(ST. LOUIS) — Missouri voters on Tuesday overwhelmingly approved an amendment to the state constitution reiterating individuals’ right to pray publicly and in schools.
On a day when GOP primaries promised the most competitive statewide races, the amendment passed with 83 percent of the vote, with only two precincts still outstanding. The measure was introduced by Republican state Rep. Mike McGhee andwas moved onto the ballot by the General Assembly.
The amendment’s official ballot title was as follows:
Shall the Missouri Constitution be amended to ensure:
— That the right of Missouri citizens to express their religious beliefs shall not be infringed;
— That school children have the right to pray and acknowledge God voluntarily in their schools; and
— That all public schools shall display the Bill of Rights of the United States Constitution.

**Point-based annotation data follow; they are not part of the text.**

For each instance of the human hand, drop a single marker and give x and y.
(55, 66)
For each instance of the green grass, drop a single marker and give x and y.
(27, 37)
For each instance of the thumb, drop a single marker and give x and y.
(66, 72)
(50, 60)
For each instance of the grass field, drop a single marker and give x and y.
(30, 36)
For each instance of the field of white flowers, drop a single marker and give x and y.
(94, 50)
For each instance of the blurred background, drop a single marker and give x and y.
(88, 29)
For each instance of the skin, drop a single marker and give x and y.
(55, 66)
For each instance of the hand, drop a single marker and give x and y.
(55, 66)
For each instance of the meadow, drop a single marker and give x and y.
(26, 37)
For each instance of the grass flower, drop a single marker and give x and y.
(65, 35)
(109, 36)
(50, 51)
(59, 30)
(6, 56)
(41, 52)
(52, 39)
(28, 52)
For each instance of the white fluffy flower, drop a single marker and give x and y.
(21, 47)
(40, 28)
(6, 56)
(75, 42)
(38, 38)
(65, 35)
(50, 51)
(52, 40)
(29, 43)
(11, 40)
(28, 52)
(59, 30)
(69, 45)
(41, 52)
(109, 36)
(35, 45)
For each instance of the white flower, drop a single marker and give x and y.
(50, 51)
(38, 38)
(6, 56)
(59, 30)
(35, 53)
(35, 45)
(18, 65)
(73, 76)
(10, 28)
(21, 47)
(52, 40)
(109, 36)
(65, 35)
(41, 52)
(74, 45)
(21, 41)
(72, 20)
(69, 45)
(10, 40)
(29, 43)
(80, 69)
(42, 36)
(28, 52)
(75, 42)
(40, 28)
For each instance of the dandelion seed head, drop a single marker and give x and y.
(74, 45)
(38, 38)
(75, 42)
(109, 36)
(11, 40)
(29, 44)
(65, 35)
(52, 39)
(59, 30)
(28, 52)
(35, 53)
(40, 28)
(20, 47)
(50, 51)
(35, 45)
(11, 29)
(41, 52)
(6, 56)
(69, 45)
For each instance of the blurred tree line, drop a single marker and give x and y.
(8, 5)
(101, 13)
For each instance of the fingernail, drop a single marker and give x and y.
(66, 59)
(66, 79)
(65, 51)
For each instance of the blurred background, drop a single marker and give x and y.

Freedom of speech and religion are already protected under the Bill of Rights, prompting critics of the bill to call it unnecessary and a move to trample religious minorities. Republican lawmakers pursued the measure as a clarification of doubt.
Speaking to the St. Louis Post-Dispatch in May, Democratic state Rep. Mike Kelly criticized the amendment as “jobs bill for lawyers.” The measure also drew opposition from the Islamic Foundation of St. Louis, which voiced fears that the bill sent a message of exclusion to religious minorities. Missouri’s four Catholic bishops supported the amendment, the Post-Dispatch reported.